Böyle bir kamuoyu baskısının İslam ülkelerinde söz konusu olmadığı aşikar. Biraz da bu yüzden İslam dünyasının Gazze hassasiyeti Batı dünyasının gerisinde gibi görünüyor.
İşin gerçeği, sivil toplumun zayıf olduğu ve hatta mevcut olmadığı ülkelerde vatandaşın hassasiyetinin yönetimi etkilemesi veya yönlendirmesi mümkün olmuyor. Bu ülkelerde yönetenler vatandaşları istedikleri yöne yönlendiriyor.
Türkiye'de de toplumun Gazze hassasiyeti çok yüksek seviyelerde olmasına rağmen Batı ülkelerindeki gibi büyük kitlesel protestolar gerçekleşmedi. Yalnızca bir iki sefer hükümetin çağrısıyla büyük kalabalıkların katıldığı yürüyüşler yapıldı. Hükümetin veya desteklenen siyasi partinin çağrısı söz konusu değilse bizim insanımız meydanlara inmiyor, caddelere çıkmıyor. Bunların dışında şahit olduğumuz eylemler 15-20 kişilik grupların protesto gösterilerinden ibaretti zaten.
(Şunu da söylemek zorundayız: Bütün dünyada Gazze için yapılan eylemlerde sol gruplar başı çekiyor. Bugünlerde Avrupa'da hangi şehre yolunuz düşse caddelerde, meydanlarda omuzlarına Filistin kefiyesi atıp "Çav Bella" marşı söyleyerek İsrail'i protesto eden irili ufaklı solcu gruplar görürsünüz mutlaka. Bizdeki solcular ise her vesileyle "Filistin davası solun davasıdır" diyerek 1970'lerin "devrimci iklimine" referans veriyor olsalar da bugün Gazze konusunda Avrupa'da yapılanlara benzer bir "eylemlilik" içinde değiller. Belki de bu alanı işgal eden retoriğin sahipleriyle yan yana görünmek istemedikleri için.)
"Sivil toplumun yokluğu" bahsinde diğer İslam ülkelerinin durumu bizden de kötü. Buralarda da ne kitlesel protesto gösterileri var ne de hükümetlerin sonuç getirebilecek somut eylemleri.

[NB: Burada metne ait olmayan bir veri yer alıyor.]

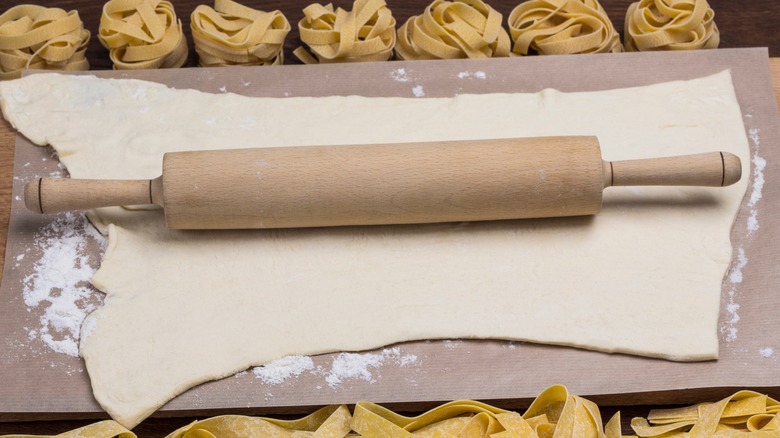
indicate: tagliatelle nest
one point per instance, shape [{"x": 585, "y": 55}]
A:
[
  {"x": 142, "y": 34},
  {"x": 35, "y": 37},
  {"x": 453, "y": 29},
  {"x": 366, "y": 33},
  {"x": 233, "y": 34},
  {"x": 670, "y": 25},
  {"x": 558, "y": 27}
]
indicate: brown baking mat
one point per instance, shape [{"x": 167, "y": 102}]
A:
[{"x": 37, "y": 383}]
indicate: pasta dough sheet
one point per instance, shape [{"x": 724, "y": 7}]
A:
[{"x": 643, "y": 277}]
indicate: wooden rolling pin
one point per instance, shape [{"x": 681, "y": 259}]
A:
[{"x": 383, "y": 184}]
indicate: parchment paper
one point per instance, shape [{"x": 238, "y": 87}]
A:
[{"x": 37, "y": 383}]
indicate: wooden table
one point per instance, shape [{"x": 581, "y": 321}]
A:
[{"x": 750, "y": 23}]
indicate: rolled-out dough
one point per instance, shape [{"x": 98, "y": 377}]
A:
[{"x": 643, "y": 277}]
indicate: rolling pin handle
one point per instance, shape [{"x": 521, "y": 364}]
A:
[
  {"x": 53, "y": 195},
  {"x": 711, "y": 169}
]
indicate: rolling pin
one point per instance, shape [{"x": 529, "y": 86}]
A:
[{"x": 318, "y": 186}]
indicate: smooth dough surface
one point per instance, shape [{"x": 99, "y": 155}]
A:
[{"x": 643, "y": 277}]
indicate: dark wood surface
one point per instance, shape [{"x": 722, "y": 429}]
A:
[{"x": 747, "y": 23}]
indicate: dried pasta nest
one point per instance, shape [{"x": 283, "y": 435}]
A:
[
  {"x": 233, "y": 34},
  {"x": 453, "y": 29},
  {"x": 557, "y": 27},
  {"x": 35, "y": 37},
  {"x": 142, "y": 34},
  {"x": 366, "y": 33},
  {"x": 670, "y": 25}
]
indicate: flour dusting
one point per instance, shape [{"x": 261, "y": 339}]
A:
[
  {"x": 278, "y": 371},
  {"x": 472, "y": 75},
  {"x": 59, "y": 284},
  {"x": 728, "y": 327},
  {"x": 347, "y": 366},
  {"x": 344, "y": 366},
  {"x": 759, "y": 163},
  {"x": 399, "y": 75}
]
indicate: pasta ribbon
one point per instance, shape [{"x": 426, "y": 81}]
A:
[
  {"x": 557, "y": 27},
  {"x": 670, "y": 25},
  {"x": 35, "y": 37},
  {"x": 233, "y": 34},
  {"x": 366, "y": 33},
  {"x": 453, "y": 29},
  {"x": 142, "y": 34},
  {"x": 743, "y": 414},
  {"x": 554, "y": 413}
]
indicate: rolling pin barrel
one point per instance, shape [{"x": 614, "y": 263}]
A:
[
  {"x": 321, "y": 186},
  {"x": 383, "y": 184}
]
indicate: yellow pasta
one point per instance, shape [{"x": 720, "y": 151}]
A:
[
  {"x": 142, "y": 34},
  {"x": 453, "y": 29},
  {"x": 233, "y": 34},
  {"x": 555, "y": 412},
  {"x": 557, "y": 27},
  {"x": 670, "y": 25},
  {"x": 35, "y": 37},
  {"x": 366, "y": 33},
  {"x": 743, "y": 414}
]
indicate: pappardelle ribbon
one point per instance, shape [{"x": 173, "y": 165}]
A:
[
  {"x": 35, "y": 37},
  {"x": 366, "y": 33},
  {"x": 670, "y": 25},
  {"x": 142, "y": 34},
  {"x": 557, "y": 27},
  {"x": 453, "y": 29},
  {"x": 233, "y": 34},
  {"x": 554, "y": 413}
]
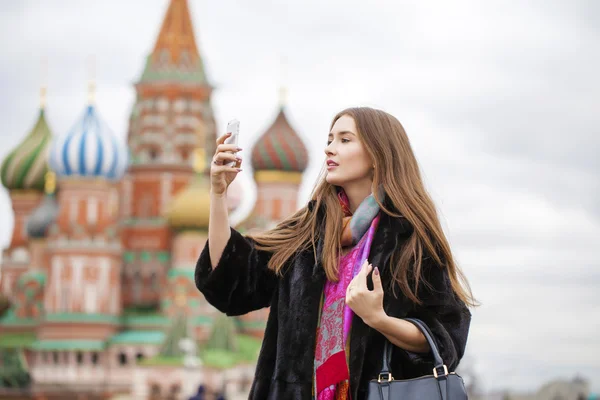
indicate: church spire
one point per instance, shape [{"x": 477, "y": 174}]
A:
[
  {"x": 176, "y": 33},
  {"x": 175, "y": 57}
]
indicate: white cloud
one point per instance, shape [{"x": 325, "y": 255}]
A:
[{"x": 498, "y": 99}]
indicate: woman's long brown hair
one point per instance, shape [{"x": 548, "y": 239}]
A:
[{"x": 396, "y": 168}]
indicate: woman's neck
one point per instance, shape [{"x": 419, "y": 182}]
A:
[{"x": 356, "y": 194}]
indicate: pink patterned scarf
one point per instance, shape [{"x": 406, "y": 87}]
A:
[{"x": 331, "y": 375}]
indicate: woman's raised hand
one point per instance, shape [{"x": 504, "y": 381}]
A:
[{"x": 221, "y": 175}]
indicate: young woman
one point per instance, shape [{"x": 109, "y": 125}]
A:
[{"x": 342, "y": 272}]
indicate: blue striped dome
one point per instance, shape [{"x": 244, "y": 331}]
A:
[{"x": 90, "y": 149}]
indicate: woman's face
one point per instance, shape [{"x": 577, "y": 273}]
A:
[{"x": 347, "y": 160}]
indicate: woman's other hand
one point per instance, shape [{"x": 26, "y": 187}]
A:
[{"x": 367, "y": 304}]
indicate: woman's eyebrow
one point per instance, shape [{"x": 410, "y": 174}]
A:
[{"x": 343, "y": 133}]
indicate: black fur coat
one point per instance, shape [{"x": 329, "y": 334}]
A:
[{"x": 242, "y": 283}]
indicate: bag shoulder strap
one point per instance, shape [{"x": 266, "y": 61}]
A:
[{"x": 387, "y": 350}]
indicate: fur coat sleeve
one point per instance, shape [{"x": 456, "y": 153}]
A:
[
  {"x": 447, "y": 317},
  {"x": 241, "y": 282}
]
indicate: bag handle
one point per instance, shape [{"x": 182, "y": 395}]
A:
[{"x": 437, "y": 359}]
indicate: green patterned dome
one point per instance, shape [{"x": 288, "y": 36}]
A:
[
  {"x": 26, "y": 166},
  {"x": 280, "y": 148}
]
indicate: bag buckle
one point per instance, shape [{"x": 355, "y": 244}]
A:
[
  {"x": 389, "y": 377},
  {"x": 445, "y": 371}
]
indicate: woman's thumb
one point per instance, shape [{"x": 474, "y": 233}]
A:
[{"x": 377, "y": 286}]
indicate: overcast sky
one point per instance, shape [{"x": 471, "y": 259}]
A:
[{"x": 499, "y": 98}]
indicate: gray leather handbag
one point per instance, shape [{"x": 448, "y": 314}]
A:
[{"x": 441, "y": 385}]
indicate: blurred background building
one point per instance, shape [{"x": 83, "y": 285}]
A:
[{"x": 97, "y": 284}]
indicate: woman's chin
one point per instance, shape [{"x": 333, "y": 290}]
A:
[{"x": 333, "y": 180}]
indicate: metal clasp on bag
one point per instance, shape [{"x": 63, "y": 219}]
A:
[
  {"x": 389, "y": 378},
  {"x": 445, "y": 371}
]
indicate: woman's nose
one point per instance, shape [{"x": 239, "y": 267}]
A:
[{"x": 329, "y": 149}]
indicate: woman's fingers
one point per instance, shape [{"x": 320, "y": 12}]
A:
[
  {"x": 221, "y": 139},
  {"x": 223, "y": 158},
  {"x": 227, "y": 148}
]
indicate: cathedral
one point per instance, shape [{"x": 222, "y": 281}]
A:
[{"x": 97, "y": 293}]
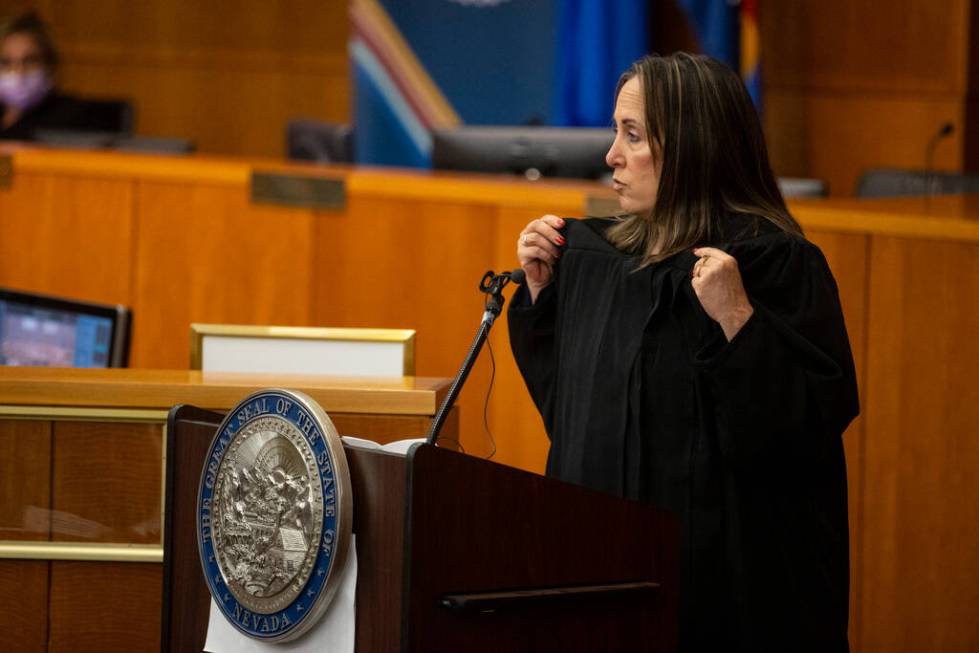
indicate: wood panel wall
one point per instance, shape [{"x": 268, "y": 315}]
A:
[
  {"x": 85, "y": 482},
  {"x": 227, "y": 75},
  {"x": 407, "y": 251},
  {"x": 856, "y": 85}
]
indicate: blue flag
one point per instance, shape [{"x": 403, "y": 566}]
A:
[{"x": 597, "y": 41}]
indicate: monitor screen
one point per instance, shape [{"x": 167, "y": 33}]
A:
[
  {"x": 54, "y": 332},
  {"x": 574, "y": 152}
]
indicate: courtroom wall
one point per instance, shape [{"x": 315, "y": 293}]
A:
[
  {"x": 227, "y": 75},
  {"x": 848, "y": 85},
  {"x": 856, "y": 85}
]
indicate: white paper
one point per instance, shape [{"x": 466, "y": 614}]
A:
[
  {"x": 399, "y": 447},
  {"x": 333, "y": 633}
]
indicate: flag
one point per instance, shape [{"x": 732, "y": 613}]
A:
[
  {"x": 597, "y": 41},
  {"x": 728, "y": 30}
]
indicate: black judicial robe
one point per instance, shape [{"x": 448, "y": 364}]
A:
[{"x": 643, "y": 397}]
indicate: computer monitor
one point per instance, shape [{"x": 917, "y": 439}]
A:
[
  {"x": 54, "y": 332},
  {"x": 575, "y": 152}
]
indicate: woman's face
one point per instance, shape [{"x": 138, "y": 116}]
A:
[
  {"x": 19, "y": 53},
  {"x": 636, "y": 167}
]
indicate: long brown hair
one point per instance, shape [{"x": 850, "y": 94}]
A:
[
  {"x": 30, "y": 23},
  {"x": 701, "y": 121}
]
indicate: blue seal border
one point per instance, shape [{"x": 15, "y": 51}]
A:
[{"x": 282, "y": 624}]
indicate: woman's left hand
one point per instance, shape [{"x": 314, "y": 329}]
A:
[{"x": 717, "y": 282}]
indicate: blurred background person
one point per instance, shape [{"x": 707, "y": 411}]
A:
[{"x": 29, "y": 97}]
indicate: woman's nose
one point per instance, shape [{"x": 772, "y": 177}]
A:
[{"x": 612, "y": 157}]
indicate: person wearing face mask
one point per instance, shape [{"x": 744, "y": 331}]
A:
[
  {"x": 29, "y": 100},
  {"x": 692, "y": 353}
]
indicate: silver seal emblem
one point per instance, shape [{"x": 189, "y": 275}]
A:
[{"x": 274, "y": 514}]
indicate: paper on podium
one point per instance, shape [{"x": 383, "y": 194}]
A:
[
  {"x": 334, "y": 633},
  {"x": 399, "y": 447}
]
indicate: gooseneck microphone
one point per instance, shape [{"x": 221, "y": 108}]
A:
[{"x": 492, "y": 285}]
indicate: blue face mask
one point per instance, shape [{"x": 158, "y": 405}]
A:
[{"x": 21, "y": 91}]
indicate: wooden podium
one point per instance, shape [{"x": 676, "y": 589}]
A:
[{"x": 457, "y": 553}]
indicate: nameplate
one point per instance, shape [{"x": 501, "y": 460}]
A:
[
  {"x": 289, "y": 189},
  {"x": 6, "y": 170}
]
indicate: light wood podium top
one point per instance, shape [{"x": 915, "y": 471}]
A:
[{"x": 161, "y": 389}]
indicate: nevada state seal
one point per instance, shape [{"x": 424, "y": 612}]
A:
[{"x": 274, "y": 515}]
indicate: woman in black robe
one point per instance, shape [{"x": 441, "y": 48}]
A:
[{"x": 692, "y": 353}]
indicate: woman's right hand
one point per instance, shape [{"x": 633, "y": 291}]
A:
[{"x": 538, "y": 252}]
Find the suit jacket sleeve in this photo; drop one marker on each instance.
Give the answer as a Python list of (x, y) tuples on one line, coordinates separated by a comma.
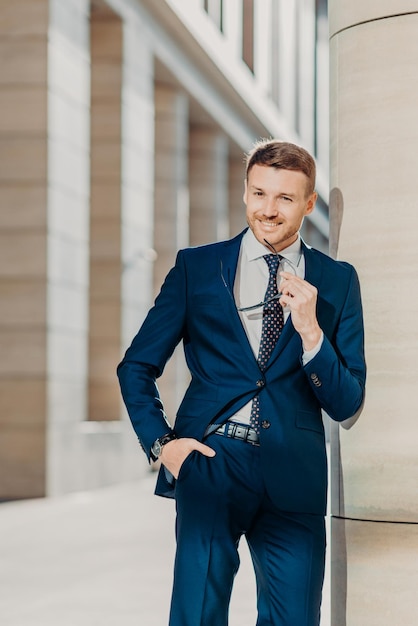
[(145, 359), (337, 373)]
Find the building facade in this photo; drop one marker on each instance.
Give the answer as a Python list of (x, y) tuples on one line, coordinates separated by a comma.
[(122, 134)]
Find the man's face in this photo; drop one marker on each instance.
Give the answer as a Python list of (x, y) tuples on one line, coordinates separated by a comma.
[(277, 202)]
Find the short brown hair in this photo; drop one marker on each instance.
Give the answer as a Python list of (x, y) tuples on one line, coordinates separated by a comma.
[(282, 155)]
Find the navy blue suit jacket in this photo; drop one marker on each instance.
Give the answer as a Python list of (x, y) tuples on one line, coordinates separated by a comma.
[(196, 306)]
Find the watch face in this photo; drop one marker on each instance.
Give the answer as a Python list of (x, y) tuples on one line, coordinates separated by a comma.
[(156, 449)]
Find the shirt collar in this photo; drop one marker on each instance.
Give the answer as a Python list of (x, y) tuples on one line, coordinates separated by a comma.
[(255, 250)]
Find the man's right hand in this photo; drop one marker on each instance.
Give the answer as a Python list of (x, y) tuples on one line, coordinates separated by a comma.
[(176, 451)]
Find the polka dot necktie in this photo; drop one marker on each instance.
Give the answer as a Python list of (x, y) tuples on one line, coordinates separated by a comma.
[(273, 321)]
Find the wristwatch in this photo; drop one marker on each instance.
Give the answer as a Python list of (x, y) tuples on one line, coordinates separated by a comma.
[(158, 445)]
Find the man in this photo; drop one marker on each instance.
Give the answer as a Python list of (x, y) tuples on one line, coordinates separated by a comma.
[(246, 455)]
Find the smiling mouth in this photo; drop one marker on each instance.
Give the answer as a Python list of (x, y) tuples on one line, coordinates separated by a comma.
[(270, 224)]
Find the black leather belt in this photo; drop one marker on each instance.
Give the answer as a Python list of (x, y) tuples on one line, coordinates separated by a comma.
[(238, 431)]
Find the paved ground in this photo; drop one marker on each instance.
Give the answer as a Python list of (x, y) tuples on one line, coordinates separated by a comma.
[(98, 559)]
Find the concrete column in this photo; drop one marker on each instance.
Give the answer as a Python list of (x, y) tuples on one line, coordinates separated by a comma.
[(105, 214), (171, 230), (374, 138), (208, 186), (68, 241), (23, 239)]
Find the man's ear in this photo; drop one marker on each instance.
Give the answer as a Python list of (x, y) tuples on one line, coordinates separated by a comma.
[(310, 204)]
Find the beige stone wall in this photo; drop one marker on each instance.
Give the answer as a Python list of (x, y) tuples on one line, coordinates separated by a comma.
[(23, 238), (122, 130), (374, 138)]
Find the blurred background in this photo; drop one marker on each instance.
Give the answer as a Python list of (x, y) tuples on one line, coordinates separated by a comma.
[(123, 128)]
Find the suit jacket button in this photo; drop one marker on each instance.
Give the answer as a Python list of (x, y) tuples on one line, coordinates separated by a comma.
[(315, 380)]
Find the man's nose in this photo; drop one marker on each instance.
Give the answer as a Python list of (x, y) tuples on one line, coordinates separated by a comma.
[(270, 207)]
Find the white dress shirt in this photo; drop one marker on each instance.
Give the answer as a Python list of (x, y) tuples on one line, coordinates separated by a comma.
[(250, 287)]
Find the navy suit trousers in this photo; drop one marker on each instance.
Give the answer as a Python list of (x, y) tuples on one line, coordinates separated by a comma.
[(219, 500)]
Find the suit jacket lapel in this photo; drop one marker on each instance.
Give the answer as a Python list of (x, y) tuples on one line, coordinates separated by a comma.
[(228, 268), (313, 272)]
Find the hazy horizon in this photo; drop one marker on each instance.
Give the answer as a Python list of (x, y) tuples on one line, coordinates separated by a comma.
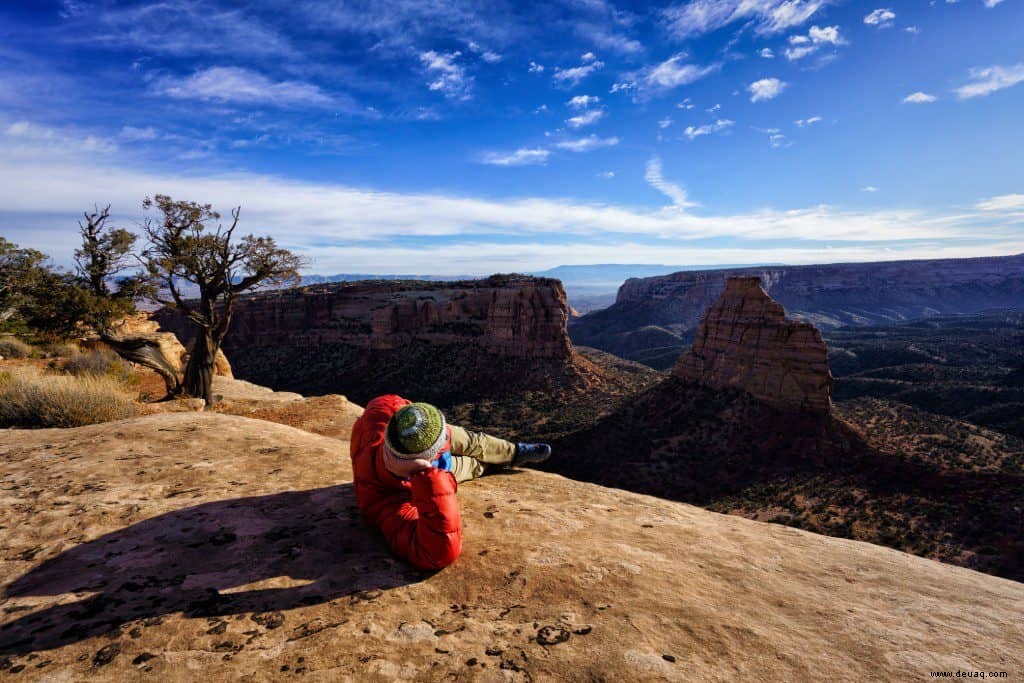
[(412, 137)]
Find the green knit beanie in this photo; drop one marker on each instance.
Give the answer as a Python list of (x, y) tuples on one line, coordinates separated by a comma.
[(416, 431)]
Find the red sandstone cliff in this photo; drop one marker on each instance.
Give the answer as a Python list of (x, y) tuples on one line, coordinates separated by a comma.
[(745, 342), (430, 339)]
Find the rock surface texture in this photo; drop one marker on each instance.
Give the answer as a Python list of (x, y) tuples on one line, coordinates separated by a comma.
[(142, 325), (653, 317), (431, 339), (516, 316), (744, 342), (199, 545)]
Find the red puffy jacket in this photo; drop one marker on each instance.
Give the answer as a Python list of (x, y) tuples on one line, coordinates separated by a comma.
[(420, 515)]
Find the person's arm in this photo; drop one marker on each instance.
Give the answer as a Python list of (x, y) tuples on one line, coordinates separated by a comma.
[(426, 530)]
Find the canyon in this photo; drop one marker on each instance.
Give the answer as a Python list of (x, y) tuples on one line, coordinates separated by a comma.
[(479, 348), (744, 342), (653, 318)]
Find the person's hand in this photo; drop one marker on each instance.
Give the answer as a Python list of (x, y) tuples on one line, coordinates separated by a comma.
[(403, 468)]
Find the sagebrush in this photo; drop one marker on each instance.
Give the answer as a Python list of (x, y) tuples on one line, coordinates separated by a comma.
[(12, 347), (31, 398), (98, 364)]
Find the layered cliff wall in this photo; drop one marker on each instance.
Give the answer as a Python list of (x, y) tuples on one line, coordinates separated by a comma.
[(845, 293), (654, 317), (428, 338), (744, 342)]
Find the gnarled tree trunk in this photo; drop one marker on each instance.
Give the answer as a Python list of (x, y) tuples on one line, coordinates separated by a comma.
[(146, 352), (199, 372)]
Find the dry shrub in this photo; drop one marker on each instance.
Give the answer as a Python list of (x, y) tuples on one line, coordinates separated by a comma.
[(12, 347), (99, 364), (61, 349), (31, 398)]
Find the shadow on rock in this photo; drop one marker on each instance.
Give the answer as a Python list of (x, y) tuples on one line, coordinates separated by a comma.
[(307, 547)]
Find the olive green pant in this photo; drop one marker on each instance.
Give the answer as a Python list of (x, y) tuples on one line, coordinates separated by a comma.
[(471, 452)]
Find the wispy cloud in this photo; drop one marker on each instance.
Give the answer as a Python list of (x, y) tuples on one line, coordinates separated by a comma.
[(766, 88), (695, 17), (583, 101), (585, 119), (810, 121), (990, 79), (573, 75), (653, 176), (242, 86), (920, 98), (1003, 203), (446, 76), (882, 17), (805, 45), (588, 143), (693, 132), (521, 157), (674, 72), (315, 219), (29, 132)]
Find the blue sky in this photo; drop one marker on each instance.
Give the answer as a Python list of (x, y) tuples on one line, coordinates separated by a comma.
[(471, 137)]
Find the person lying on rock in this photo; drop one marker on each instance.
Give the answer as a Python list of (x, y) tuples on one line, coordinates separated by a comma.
[(408, 462)]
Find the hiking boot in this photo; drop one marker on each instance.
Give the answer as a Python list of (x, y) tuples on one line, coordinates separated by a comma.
[(530, 454)]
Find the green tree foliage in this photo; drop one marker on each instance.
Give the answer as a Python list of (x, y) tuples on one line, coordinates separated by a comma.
[(187, 244)]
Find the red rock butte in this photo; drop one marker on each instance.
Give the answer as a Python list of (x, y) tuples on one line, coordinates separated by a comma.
[(745, 342)]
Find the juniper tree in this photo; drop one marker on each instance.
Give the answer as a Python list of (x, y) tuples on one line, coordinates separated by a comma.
[(188, 244)]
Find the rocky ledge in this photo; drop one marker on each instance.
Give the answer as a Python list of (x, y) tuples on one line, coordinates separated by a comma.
[(745, 342), (187, 546)]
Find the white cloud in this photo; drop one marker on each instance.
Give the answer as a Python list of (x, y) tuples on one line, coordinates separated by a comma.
[(696, 17), (1003, 203), (521, 157), (678, 195), (693, 132), (810, 121), (449, 78), (585, 119), (587, 143), (882, 17), (990, 79), (766, 88), (338, 225), (576, 74), (487, 55), (242, 86), (919, 98), (27, 132), (673, 73), (583, 101), (133, 134), (817, 37)]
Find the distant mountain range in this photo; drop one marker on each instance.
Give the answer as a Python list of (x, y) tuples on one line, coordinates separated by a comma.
[(653, 318)]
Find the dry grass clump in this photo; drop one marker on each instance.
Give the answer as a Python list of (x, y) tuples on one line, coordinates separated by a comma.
[(98, 364), (61, 349), (12, 347), (31, 398)]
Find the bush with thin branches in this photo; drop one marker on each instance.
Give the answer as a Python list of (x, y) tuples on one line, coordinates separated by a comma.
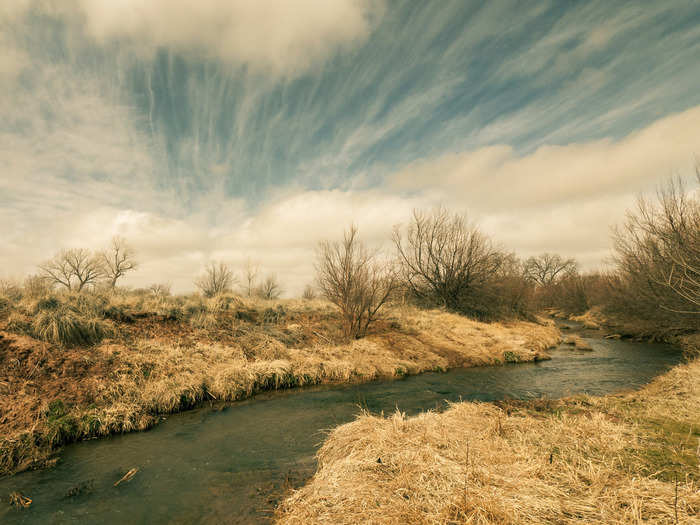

İran'ın geleneksel bölge politikasını ve bir dereceye kadar onunla bağlantılı olan Yemen'deki Husileri saymazsak, burada tek istisna Malezya gibi görünüyor.
Söz gelimi Körfez ülkelerinde yaşayan insanların Gazze'de olup bitenlerin farkında olduğu bile şüpheli. Farkında oldukları halde bu kadar büyük ve derin bir sessizlik içende olmaları kabul edilebilecek bir şey değil çünkü.
Türkiye de İslam dünyasının durumu ve duruşu konusunda istisna teşkil eden bir örnek sayılmaz maalesef. Yalnızca kendi içimizde o kadar sessiz değiliz. Konunun aktörlerine bir şey söylemiyor olsak da kendi içimizde yüksek sesle konuşup İsrail'i lanetliyoruz.
Bunun Gazze'ye bir faydası yok tabii. Mamafih toplumun vicdanını rahatlatmış oluyoruz. Kalp sahibi insanlarımızın "Bizim ülkemiz bu zulüm karşısında niye sessiz" demelerini engellemiş oluyoruz.
Gelgelelim Türkiye gibi bir ülkenin Gazze için ortaya koyabileceği yegane şey yüksek sesle yapılan kınama ve lanetleme açıklamalarından mı ibaret Meseleye realist bir zaviyeden bakan kimileri bu görüşteler. İsrail'in sürdürdüğü soykırımın arkasında ABD olmasa bu vahşetin bir gün bile devam edemeyeceğini söylüyorlar haklı olarak. Dolayısıyla da Amerika'yı bu işten geri çevirmeye gücümüz yetmeyeceğine göre elimizden bir şey gelmez diyorlar.